Евтушенко: У меня давным-давно были написаны стихи об этом, когда я ездил с Вадимом Тумановым, знаменитым нашим золотоискателем, и к ветеранам Колымы, и по местам лагерей, где столько людей лежат, как в хрустальных гробах, в вечной мерзлоте… Там всё усеяно трупами, которые, если достаешь, звенят, потому что превратились во что-то похожее на стекло. А у шофера болтался портрет Сталина!
Волков: А почему?
Евтушенко: А потому что Сталин был человек, который умел держать народ в руке!
Волков: Но почему? Откуда такое восхищение перед сильной рукой? Может быть, это действительно генетическая черта народа?

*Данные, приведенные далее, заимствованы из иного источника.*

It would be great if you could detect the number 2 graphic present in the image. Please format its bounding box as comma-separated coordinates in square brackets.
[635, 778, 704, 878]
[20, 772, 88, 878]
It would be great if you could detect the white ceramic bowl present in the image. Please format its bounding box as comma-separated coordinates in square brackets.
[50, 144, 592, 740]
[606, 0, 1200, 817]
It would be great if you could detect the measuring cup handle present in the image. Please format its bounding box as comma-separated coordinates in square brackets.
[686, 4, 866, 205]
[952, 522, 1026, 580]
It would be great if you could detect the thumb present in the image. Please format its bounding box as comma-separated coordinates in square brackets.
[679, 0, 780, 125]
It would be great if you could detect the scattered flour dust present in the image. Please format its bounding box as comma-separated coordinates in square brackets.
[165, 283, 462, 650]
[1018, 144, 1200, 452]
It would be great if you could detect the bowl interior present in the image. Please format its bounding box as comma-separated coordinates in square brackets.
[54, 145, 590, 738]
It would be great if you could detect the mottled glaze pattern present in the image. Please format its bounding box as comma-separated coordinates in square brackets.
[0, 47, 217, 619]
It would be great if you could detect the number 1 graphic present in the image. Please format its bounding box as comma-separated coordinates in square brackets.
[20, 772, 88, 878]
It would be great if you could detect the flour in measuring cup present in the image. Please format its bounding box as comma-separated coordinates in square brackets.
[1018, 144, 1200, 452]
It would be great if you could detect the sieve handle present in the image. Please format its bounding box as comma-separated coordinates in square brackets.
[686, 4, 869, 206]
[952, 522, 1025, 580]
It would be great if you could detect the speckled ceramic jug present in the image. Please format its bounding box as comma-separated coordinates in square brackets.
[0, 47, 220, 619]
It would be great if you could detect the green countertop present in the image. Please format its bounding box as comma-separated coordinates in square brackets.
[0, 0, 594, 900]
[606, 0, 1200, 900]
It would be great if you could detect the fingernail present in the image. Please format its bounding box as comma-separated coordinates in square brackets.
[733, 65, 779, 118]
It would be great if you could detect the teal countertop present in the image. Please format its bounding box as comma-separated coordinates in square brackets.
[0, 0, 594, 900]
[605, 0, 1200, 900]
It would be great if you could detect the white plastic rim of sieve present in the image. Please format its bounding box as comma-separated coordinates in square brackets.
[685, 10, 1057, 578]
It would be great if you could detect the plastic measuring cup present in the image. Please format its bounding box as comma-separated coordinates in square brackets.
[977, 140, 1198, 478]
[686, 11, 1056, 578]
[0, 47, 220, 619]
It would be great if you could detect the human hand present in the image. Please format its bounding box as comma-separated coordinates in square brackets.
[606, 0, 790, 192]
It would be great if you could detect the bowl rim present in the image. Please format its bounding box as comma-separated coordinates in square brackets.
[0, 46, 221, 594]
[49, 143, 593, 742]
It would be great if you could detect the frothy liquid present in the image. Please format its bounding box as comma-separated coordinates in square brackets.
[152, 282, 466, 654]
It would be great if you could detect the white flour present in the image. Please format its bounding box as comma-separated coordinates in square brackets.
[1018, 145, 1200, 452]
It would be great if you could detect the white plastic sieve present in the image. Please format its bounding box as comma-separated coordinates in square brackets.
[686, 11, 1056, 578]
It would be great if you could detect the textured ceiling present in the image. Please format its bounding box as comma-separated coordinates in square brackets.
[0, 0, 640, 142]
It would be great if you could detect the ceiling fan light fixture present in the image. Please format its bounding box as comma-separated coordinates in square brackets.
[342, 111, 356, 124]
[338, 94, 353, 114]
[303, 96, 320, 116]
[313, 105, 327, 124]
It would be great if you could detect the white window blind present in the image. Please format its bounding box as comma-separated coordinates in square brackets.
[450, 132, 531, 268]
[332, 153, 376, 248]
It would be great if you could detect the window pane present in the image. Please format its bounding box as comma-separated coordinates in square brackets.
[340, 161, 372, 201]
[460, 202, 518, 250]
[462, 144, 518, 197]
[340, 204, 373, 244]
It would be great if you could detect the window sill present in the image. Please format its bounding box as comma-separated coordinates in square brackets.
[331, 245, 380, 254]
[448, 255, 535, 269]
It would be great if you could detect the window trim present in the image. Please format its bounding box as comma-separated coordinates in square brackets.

Евтушенко: Потому что холопство невытравленное живет в людях. Это какая-то болезнь национальная. Люди не понимают, до какой степени народ унижали, сколько было уничтожено… Вот говорят: Сталин победил в войне. Но если бы не были репрессированы лучшие кадры Красной армии, не произошло бы такого отступления катастрофического, которое превратилось просто в бегство. Сталин попался на провокацию Канариса – о заговоре Тухачевского, которого не было!
Волков: Это была «деза», как сейчас выражаются, – дезинформация.
Евтушенко: Я не знаю, это какая-то болезнь просто! Болезнь! Люди никак по капле не могут выдавить из себя раба. А надо ведрами выдавливать! Я не понимаю просто, не понимаю! Достаточно же и материалов исторических, всё сейчас открыто, и всё доступно, и музеи есть, и мемориалы, и столько книг напечатано, таких сильных книг! Но не хотят читать эти книги. Не хотят!
Волков: Но каким образом этот человек умудряется до сих пор гипнотизировать воображение нации? Или, во всяком случае, большой ее части?
Евтушенко: Это комплекс неполноценности. Он очень часто смешивается с амбициозностью. Но даже в разгуле некоторых наших олигархов и overnight millionaires[26] чувствуется их плебейство. Чувствуется! Я думал, что это пройдет скоро. Я идеализировал силу литературы, потому что ну столько книг написано об этом! Но что вы хотите? Ведь даже «Доктора Живаго» не прочли по-настоящему.
Волков: Да, «Доктор Живаго» по-настоящему народной классикой не стал. Он даже в этом смысле недотягивает до «Мастера и Маргариты».
Евтушенко: А это очень сильная книга, это духовная, это просветляющая книга! В ней нет ничего антикоммунистического. Да Пастернак вообще не был антисоветским поэтом. «Ты рядом, даль социализма…» – помните? Или параллельно в «Высокой болезни» писал даже такие стихи: «Столетий завистью завистлив, / Ревнив их ревностью одной, / Он управлял теченьем мысли, / И только потому – страной». Пастернак был склонен к идеализации, но это не было карьеризмом.
Волков: Это было искреннее восхищение личностью Сталина. Об этом, кстати, сейчас тоже забывают. Срабатывал гипноз личности, гипноз фигуры. Несомненный гипноз!
Евтушенко: В Сталине была, конечно, сила какая-то. Он был хороший режиссер, но со страшнинкой.